Your advice to Caroline may be well taken but what Saudi Arabian would want to befriend a Jew?
Jacob – Canada
Visit Saudi Arabia!
Sure! Let’s all book the next flight, eh? Except for a few minor details, like it is ilegal for Jews to enter Saudi Arabia, and Islam calls for the Muslims to kill every Jew, especially the ones hiding behind rocks. After all, aren’t the Jews descendents of Apes and Pigs?
I did not write this to offend you or the Jerusalem Post, but to set the record straight. I live in Saudi Arabia. I laugh in Saudi. I am happy in Saudi. My life is not any different that it was in the United States.
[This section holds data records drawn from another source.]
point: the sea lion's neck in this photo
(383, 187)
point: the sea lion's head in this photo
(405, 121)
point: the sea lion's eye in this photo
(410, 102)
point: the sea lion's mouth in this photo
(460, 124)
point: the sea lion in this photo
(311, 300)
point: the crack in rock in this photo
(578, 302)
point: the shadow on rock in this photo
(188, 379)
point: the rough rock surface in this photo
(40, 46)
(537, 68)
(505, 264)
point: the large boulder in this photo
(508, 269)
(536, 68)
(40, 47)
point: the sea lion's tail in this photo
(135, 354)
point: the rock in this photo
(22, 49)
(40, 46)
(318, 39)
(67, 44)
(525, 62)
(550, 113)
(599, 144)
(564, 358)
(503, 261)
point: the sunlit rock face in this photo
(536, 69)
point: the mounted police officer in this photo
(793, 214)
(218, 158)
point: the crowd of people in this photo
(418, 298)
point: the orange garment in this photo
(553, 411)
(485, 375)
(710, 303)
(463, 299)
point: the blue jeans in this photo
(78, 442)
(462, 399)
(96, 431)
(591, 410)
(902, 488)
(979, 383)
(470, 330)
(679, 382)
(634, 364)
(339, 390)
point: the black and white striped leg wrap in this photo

I thought the post was interesting until I read, „My life is not any different that it was in the United States”. There are almost no similarities between Saudi Arabia and the US or between Saudi Arabia and any western democracy. And Saudi Arabia is extreme even by Muslim standards. So thanks for the info H.A. but no cigar. Meaning we don’t buy or believe what you are saying! Mike
redmike – Israel
One day my country will rise and shine above all, and I am sure when that happens the world will suddenly want to befriend us. Until then, I will do my part to correct misperceptions about our image. Thank you.
„One day my country will rise and shine above all, and I am sure when that happens the world will suddenly want to befriend us. ” Do I smell Jihad armageddon? or is that just the oil burning? and I’m not sure anyone besides Bush is willing to befriend the Saudis.
datizioni48 – USA
Editors note: The writer asked that her full name be kept in confidence.
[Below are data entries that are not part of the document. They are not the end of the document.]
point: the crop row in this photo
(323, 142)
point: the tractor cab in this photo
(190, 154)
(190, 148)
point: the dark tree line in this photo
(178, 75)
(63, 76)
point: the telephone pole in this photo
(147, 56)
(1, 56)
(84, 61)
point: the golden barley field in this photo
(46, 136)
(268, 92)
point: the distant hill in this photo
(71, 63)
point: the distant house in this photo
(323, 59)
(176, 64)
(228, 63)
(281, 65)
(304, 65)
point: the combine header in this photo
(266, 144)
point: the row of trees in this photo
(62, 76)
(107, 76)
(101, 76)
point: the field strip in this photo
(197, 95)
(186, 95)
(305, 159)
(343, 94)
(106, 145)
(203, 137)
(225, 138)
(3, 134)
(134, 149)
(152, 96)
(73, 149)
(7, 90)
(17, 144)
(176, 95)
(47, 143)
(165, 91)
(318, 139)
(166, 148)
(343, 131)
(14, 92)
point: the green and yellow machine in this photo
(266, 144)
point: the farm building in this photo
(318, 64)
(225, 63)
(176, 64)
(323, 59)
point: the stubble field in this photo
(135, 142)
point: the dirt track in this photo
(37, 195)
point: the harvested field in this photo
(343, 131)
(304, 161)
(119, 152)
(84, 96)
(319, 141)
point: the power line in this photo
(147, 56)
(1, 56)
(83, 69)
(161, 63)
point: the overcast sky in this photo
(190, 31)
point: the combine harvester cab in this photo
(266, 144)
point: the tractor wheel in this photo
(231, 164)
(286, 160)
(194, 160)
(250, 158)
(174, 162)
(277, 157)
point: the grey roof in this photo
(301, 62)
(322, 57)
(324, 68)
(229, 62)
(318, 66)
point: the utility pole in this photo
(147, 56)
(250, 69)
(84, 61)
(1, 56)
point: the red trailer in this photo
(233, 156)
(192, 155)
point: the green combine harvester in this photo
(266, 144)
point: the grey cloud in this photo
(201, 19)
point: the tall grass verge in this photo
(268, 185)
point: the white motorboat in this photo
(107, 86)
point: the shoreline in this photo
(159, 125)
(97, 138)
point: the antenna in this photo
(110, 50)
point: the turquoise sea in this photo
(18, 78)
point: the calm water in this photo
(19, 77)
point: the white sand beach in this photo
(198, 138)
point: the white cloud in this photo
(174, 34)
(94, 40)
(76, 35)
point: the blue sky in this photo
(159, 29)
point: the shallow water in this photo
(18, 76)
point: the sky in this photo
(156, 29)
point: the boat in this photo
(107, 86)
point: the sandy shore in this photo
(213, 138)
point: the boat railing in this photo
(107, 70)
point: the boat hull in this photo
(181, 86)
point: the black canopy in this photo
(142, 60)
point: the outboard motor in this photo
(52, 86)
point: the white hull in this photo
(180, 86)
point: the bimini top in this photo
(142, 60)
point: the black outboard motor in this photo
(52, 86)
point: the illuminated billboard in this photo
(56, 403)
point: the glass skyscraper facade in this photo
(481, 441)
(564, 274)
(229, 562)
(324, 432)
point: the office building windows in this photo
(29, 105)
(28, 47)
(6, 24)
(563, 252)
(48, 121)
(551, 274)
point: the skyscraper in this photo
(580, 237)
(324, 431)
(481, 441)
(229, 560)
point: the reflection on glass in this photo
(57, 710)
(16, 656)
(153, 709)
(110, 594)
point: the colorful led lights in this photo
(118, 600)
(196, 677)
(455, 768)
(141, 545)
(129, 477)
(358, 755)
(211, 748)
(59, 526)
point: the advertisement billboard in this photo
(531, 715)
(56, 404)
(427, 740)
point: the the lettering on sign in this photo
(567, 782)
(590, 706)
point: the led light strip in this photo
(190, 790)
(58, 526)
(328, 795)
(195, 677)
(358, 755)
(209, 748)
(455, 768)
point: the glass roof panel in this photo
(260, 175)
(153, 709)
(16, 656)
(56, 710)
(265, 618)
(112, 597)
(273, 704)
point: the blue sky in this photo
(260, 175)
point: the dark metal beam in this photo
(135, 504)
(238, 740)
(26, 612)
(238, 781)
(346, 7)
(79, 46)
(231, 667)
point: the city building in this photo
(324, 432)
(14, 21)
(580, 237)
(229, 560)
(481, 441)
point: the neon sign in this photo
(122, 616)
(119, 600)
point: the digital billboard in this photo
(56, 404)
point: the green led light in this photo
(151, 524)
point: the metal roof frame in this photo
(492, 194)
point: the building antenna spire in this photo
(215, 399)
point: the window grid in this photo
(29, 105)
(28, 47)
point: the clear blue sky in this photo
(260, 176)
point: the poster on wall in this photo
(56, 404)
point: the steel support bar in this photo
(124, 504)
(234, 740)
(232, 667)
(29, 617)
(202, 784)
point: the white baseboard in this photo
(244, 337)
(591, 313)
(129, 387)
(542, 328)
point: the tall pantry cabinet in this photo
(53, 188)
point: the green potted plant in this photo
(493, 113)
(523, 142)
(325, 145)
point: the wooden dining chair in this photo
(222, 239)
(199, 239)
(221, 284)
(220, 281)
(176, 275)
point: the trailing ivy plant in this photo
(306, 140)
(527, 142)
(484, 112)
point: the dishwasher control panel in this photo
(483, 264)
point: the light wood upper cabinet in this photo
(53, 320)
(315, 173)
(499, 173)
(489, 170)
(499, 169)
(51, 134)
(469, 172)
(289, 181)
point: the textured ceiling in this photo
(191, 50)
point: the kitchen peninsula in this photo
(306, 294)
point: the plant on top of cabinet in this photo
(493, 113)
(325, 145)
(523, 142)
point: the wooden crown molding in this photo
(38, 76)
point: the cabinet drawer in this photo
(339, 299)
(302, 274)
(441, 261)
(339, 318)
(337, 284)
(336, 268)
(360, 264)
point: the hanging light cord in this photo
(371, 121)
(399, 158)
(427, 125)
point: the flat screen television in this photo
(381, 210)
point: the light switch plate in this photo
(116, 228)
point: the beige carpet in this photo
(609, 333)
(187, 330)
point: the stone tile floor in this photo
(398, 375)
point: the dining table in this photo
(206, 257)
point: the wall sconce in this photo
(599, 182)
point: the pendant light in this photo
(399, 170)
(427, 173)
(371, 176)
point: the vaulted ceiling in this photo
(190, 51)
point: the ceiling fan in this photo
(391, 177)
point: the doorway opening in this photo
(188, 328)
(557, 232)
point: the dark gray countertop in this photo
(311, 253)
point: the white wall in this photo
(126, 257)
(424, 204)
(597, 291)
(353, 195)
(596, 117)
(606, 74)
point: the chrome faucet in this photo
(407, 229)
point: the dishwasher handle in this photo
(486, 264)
Why is her name „Kept in Confidence” if she is so free to express herself?
marc – usa
What a beautiful article about how great the people, customs, and beliefs of Saudi Arabia are. What a great place to live and raise a family. It was all Utopian until one read the bottom explanation. The author’s name can not be published! No other retort is necessary in reply to the honesty of the information within the article.
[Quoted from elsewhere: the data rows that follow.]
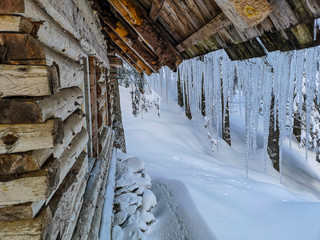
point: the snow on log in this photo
(17, 163)
(71, 127)
(96, 178)
(21, 49)
(133, 199)
(66, 198)
(59, 105)
(11, 23)
(22, 80)
(25, 137)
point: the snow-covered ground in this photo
(206, 196)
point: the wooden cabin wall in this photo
(56, 120)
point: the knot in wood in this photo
(9, 139)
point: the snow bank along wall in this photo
(59, 117)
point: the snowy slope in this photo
(206, 196)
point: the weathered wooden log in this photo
(156, 8)
(12, 23)
(25, 137)
(91, 195)
(93, 102)
(115, 61)
(101, 101)
(70, 155)
(101, 118)
(25, 229)
(51, 34)
(21, 80)
(101, 88)
(59, 105)
(129, 52)
(24, 211)
(66, 199)
(20, 49)
(245, 14)
(96, 220)
(146, 31)
(71, 73)
(41, 185)
(11, 6)
(216, 24)
(29, 187)
(17, 163)
(71, 127)
(75, 215)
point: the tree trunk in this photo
(180, 92)
(274, 135)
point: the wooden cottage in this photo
(60, 116)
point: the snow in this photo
(206, 195)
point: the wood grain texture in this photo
(12, 23)
(37, 110)
(156, 8)
(17, 163)
(21, 49)
(25, 137)
(66, 199)
(20, 80)
(11, 6)
(215, 25)
(245, 14)
(136, 18)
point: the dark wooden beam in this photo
(125, 48)
(216, 24)
(156, 8)
(136, 18)
(131, 40)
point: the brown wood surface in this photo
(20, 49)
(94, 110)
(11, 6)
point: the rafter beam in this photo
(125, 48)
(216, 24)
(130, 39)
(136, 18)
(156, 9)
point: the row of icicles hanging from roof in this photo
(282, 88)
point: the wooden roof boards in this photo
(163, 32)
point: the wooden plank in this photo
(71, 73)
(11, 6)
(41, 185)
(66, 199)
(136, 18)
(92, 191)
(94, 110)
(125, 48)
(216, 24)
(71, 127)
(245, 14)
(115, 61)
(19, 49)
(21, 80)
(156, 8)
(36, 110)
(29, 187)
(25, 137)
(13, 23)
(25, 229)
(17, 163)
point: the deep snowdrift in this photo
(206, 196)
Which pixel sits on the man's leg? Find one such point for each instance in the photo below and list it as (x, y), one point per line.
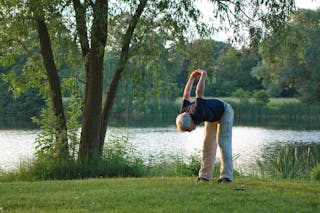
(225, 143)
(209, 150)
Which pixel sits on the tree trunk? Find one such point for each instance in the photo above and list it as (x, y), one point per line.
(61, 144)
(90, 147)
(120, 68)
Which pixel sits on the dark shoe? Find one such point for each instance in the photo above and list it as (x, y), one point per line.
(224, 180)
(201, 179)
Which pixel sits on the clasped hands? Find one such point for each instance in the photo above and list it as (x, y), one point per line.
(197, 73)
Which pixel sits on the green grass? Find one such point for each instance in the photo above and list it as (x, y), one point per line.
(160, 195)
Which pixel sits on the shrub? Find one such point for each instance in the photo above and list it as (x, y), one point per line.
(261, 97)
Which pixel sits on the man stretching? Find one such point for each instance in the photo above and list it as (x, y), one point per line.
(218, 118)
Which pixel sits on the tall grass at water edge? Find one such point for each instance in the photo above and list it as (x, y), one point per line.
(291, 161)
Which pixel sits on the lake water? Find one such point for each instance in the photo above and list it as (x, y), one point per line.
(248, 142)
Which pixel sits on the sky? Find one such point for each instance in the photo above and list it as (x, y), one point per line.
(206, 10)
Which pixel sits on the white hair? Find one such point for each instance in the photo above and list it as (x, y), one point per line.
(183, 121)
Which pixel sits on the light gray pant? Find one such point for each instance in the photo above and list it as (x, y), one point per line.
(218, 133)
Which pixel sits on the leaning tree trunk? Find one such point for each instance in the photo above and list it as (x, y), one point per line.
(126, 40)
(61, 143)
(93, 57)
(94, 119)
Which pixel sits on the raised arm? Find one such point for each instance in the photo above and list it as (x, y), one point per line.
(189, 84)
(201, 84)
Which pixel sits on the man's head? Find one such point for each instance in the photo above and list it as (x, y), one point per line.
(184, 122)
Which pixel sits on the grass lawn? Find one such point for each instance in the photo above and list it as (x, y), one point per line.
(160, 195)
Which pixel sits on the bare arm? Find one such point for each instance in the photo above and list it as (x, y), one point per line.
(201, 84)
(189, 84)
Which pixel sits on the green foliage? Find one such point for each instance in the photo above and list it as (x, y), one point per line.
(261, 97)
(315, 173)
(290, 162)
(289, 57)
(242, 95)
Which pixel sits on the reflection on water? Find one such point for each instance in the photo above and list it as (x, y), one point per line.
(248, 142)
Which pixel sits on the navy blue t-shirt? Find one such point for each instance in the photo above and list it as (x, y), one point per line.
(203, 109)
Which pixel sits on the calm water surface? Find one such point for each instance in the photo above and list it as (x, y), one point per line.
(162, 142)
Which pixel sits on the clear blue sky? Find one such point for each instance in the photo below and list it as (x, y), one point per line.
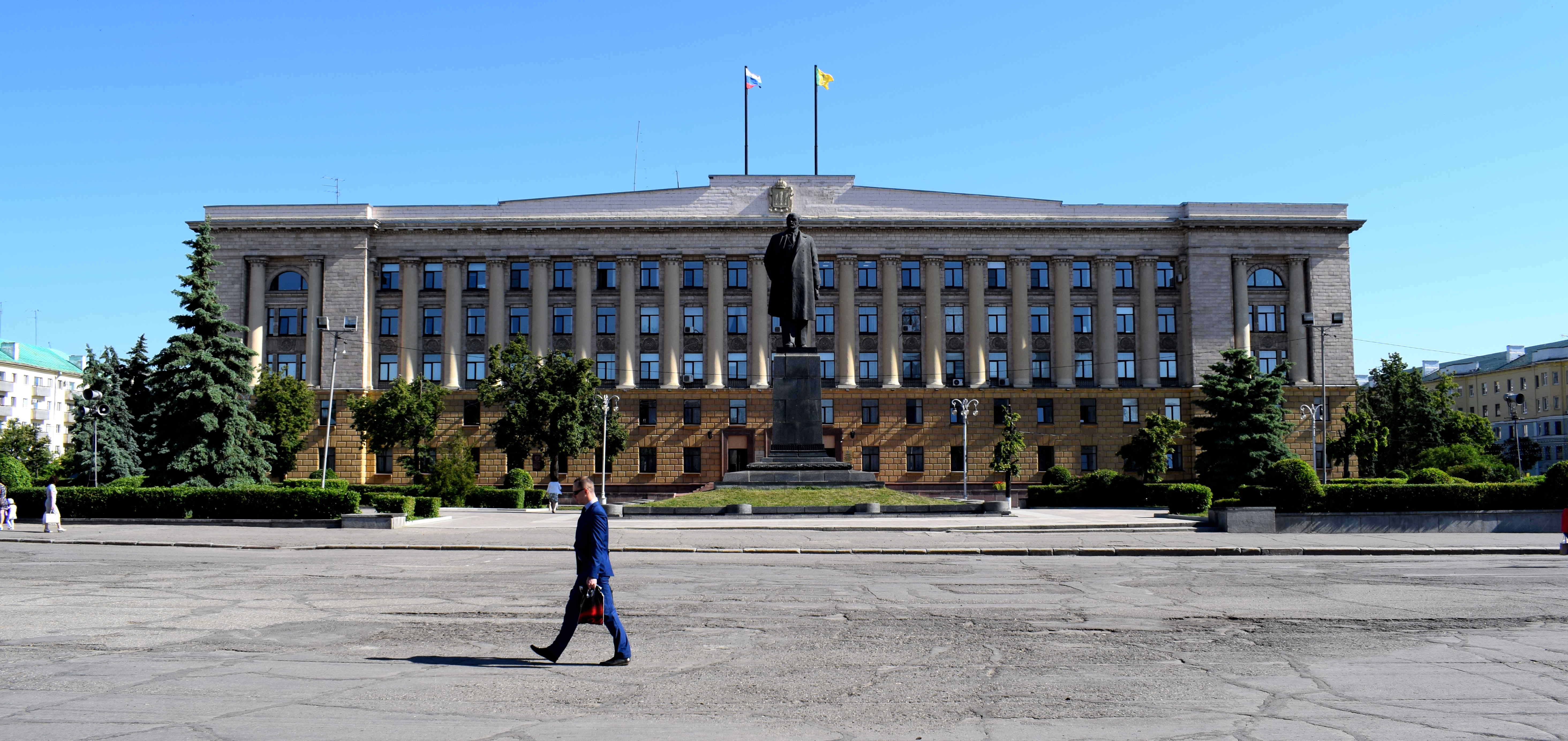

So what I gather from this letter is that Muslims are allowed to have multiple Islamic states, including Saudi Arabia, and the Jews are not even allowed to have one simply because Islam dictates it? It is clear that nothing can convince this writer of how distorted her thinking is because she believes in the truth of her religion, and the best interests of her people. I wonder when Israel and the Jews will do the same thing, and look after their own interests instead of trying to appease everyone in this world.
Etoile – Canada
H.A, get rid of your absolutist monarchy that hearkens back to the European Middle Ages, and then write to Ms. Glick. Islam had its chance 1,000 years ago and your people blew it. I don’t buy your arguments, several months ago a girl was going to be judged in your country after she was raped, yet your authorities insisted that she was guilty. Come on! International pressure saved the poor girl from an unfair sentence in your courts. And if your country was so great what is wrong with publishing your name? Do you fear any kind of reprisal for addressing a Jewess in Israel?
Roberto Gonzalez Zamarripa – Mexico
The „modern” kingdom of Saudi Arabia is by universal consent among the world’s most cloistered and repressive societies. The author of this letter was afraid to even sign her name. Jews are infidels who are not allowed to set foot in Saudi Arabia. Christians and other non-Muslims can’t practice their religion there. The only reason anybody pays any attention to Saudi Arabia is because by an accident of geography the Saudis are sitting on most of the world’s oil reserves. Otherwise, they’re pretty much useless.
From her well-educated and well-traveled background, I can only assume that Ms. HA gets some tangible benefits from the trillions of dollars in oil revenue her country gets (for doing nothing whatsoever constructive, by the way). She exemplifies the aristocratic upper-class mentality very well. Don’t rock the boat — everything is good — everything is just the way it should be. Even oppressive social customs are wonderful, if only you look at them from the standpoint of being wealthy.